You say, damn, man, it was worth it!
To fish, understand the sensitivity of each one there, and say, do you have the skill?
No, I don't.
Go, like those big fathers, go, go.
This is something I was able to capture in my training, while studying cases.
There were two cases, an emblematic case that I remember is when a designer, which is the thing you put on your face, you say, damn, man, you're not the designer.
He comes in, he gives a belt, proven a cool painting scheme with the client.
I mean, there came a time, a designer who was a junior, the guy had just joined Embraer, he sat like this, Marcelo, come here, your belt is giving 30 centimeters, 300 millimeters.
You're crazy, man, what is it, man?
It has to be born from scratch, and in a tenuous way, and go there to the tail, but that's it.
No, it's 30 and such.
I'm sitting, sit here. 30 centimeters, you're complaining, right?
Very well.
The plane is 30 meters.
What do you think?
Wow, right?
Isn't it wisdom?
Fuck, man, look.
So, from that break in the jump, you say, fuck, what an animal.
You have to learn, in everything and everything.
And the other case is, I'm very self-observant, I know I have a nice know-how, I have a great, impeccable training on this track that I have done there, but I get into things quietly.
I go into a meeting and say, wait, where am I?
I'm not going to give any sour guesses.
And in this one, I learned how, why this.
I went to accompany, when I was an intern, a specification of a plane.
My boss went to present it to the Vice President of Europe, a painting scheme.
Let's go with me?
Okay.
I said, I'm quiet here, I'm quiet there.
The guy asked him like this, why did you make a track?
In English, the meeting was all in English.
The guy was in English and coordinated Europe.
Why did you make a track?
And he said like this, I don't know, Pei, because Rico likes it.
I said...
Then the guy stopped, we were still presenting on a board, the whole illustration had an airbrush and everything, and there was a vegetable that you put on top, a silk, so as not to hurt.
When he said, Rico likes it, he took it and closed it like this.
How did the guy get rich?
He was born rich.
Okay, when you know how to conceptualize, you come back.
He threw it away and left.
Man, I went under the table, I went under the rug, I said, what a shame.
I need to learn to argue.
So, it's the experience.
This is my management style, often questioned, you let the guys work freely, why do I have to be a pirate parrot?
I bring this experience of more than 20 years, 30 this year, 33 I think, mixed in the academy and in practice.
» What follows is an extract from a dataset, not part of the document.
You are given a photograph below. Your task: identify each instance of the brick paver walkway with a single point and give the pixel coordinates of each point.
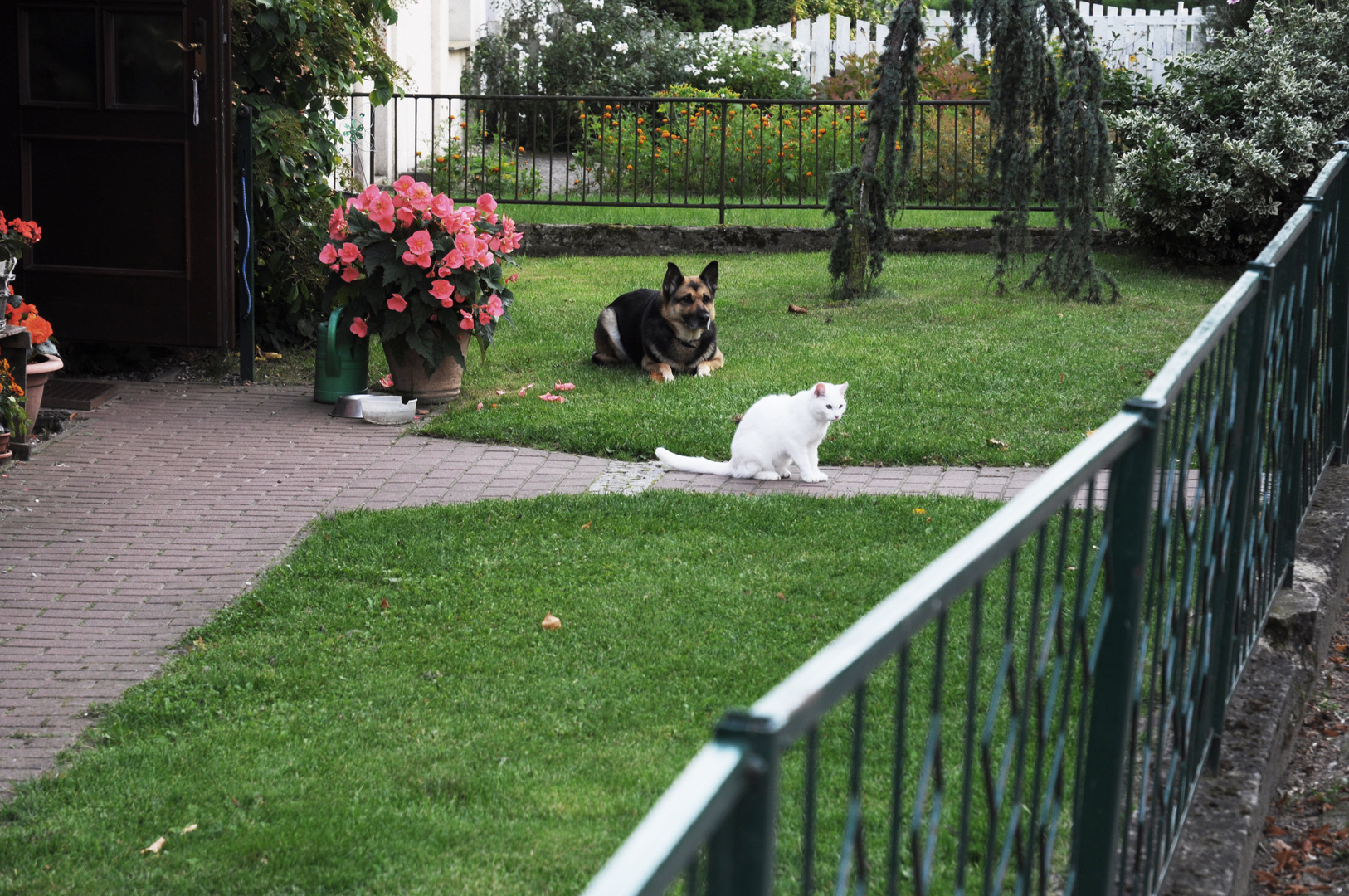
(172, 499)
Very interesting this experience of this vice-president of Embraer Europe at the time, the attitude he took, demanding and valuing the context that led to that solution, and that was not clear to those who were presenting.
So, very interesting.
Well, Marcelo, we have reached the pinga-fogo.
There are three quick questions that I ask all the guests, and that always, to me, cause a lot of intellectual curiosity.
The first one, what are the virtues of a successful entrepreneur?
Jesus loves it.
Come on.
Maybe I'll translate more, but I think persistence is the first.
And there are some relationships like this, you don't go to the gym, you can't pull a bicep the next day, you're with him, no, a little bit every day, which you may never see, you'll see after a year or two, some kind of result, this is persistence.
Another one that we talked about here is resilience.
Fall, get up, cry, okay, cry fast, and run after it.
Another thing is openness to the new, free of prejudices.
So, you have this discomfort, go investigate, break with everything and walk, take it in your hand and go.
And I think, to eliminate all this, the question of a diversified repertoire.
Because I can deal with others, and I need to understand the pain of others.
I'm talking about empathy maps, there are pains.
So, I don't have absolute truth.
Because I see, and again, I learned, especially this issue of diversified repertoire, the designer sometimes doesn't understand that he has a powerful tool in his hand and is asked, he's almost like Mr. M. Let go of the cardboard here.
And you say you're a designer, wow, you change, the guy is like this, so he must know how his house is, how his car is.
You know that chat, right?
How many times do I have to ask you too?
Where did I get this story from?
When all my clients are looking for wow, to exceed expectations.
And then, how do you get to wow?
Before, I went to configuration meetings all over the world, where I was supposed to do what?
Know what color was the carpet, what color was the fabric, right?
Back there, when we met, we specified a concept plane, it was published, it was a scandal, that thing, it was really cool.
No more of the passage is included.